European shares are expected to follow their Asian counterparts higher on Friday, in the first trading day of the new year.
Trading volumes are expected to be thin in Europe, as they have been in Asia, during the first trading session of 2015. Asian equities were quiet given a lack of foreign cues and economic data releases. Markets in China, Japan, Thailand and the Philippines remained shuttered for the holiday season. In Europe, markets in Russia and Switzerland are closed on Friday.
In currency markets, the euro was trading around a 29-month low against the dollar of $1.2058 on Friday. It came after the head of the European Central Bank (ECB) Mario Draghi said in an interview with German financial paper Handelsblatt that the risk of the central bank not fulfilling its mandate of preserving price stability was higher now than half a year ago, Reuters reported. Draghi reiterated the central bank’s readiness to act with further stimulus measures early this year, should it become necessary.

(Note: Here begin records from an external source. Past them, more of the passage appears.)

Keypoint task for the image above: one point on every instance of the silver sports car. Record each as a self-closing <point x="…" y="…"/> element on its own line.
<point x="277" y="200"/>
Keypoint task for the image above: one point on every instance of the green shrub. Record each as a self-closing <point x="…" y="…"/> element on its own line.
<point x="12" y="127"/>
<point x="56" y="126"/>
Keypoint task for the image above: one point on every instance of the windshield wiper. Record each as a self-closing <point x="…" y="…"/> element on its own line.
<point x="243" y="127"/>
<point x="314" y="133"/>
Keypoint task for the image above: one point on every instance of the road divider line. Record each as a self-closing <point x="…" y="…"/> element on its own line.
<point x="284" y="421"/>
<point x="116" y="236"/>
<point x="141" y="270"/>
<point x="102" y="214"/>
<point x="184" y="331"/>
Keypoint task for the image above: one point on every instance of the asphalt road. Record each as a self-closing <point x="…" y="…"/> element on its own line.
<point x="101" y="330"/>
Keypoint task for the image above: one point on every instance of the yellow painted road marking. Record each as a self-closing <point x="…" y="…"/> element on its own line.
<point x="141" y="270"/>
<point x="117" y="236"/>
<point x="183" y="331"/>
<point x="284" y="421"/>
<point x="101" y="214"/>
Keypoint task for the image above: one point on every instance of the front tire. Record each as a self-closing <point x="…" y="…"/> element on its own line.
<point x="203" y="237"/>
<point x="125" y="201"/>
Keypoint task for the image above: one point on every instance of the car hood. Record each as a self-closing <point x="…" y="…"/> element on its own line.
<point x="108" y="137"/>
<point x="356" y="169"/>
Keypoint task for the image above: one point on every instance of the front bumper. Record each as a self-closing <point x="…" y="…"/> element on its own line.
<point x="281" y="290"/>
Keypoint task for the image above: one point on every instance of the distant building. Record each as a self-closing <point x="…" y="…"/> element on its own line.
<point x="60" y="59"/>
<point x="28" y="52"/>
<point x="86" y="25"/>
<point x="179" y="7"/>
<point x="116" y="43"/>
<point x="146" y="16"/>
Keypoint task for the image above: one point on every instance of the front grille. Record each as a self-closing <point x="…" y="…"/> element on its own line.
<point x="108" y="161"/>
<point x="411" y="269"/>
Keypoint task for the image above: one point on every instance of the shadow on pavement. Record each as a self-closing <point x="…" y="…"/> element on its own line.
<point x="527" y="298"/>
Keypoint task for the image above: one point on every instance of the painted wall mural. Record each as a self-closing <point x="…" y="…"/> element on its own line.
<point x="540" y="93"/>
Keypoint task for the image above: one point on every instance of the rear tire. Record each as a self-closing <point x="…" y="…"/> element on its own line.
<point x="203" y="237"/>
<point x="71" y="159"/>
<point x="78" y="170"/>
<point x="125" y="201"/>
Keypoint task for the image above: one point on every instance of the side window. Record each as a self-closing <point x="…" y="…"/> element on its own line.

A slight rebound in oil prices did little to boost sentiment in Asia. Benchmark Brent crude was trading at $57.33 a barrel on Friday, while U.S. crude futures gained 80 cents to rise over $54 a barrel early in the trading session, supported by last week’s larger-than-expected fall in U.S. crude stocks. However, the rise was pressured by China’s weak factory activity in December.
In other news, a specialist multinational team armed with acoustic equipment will arrive at the suspected crash site of a AirAsia jet off Borneo on Friday, bolstering the search for the plane’s black box flight recorders. Bad weather has hampered search efforts, so far.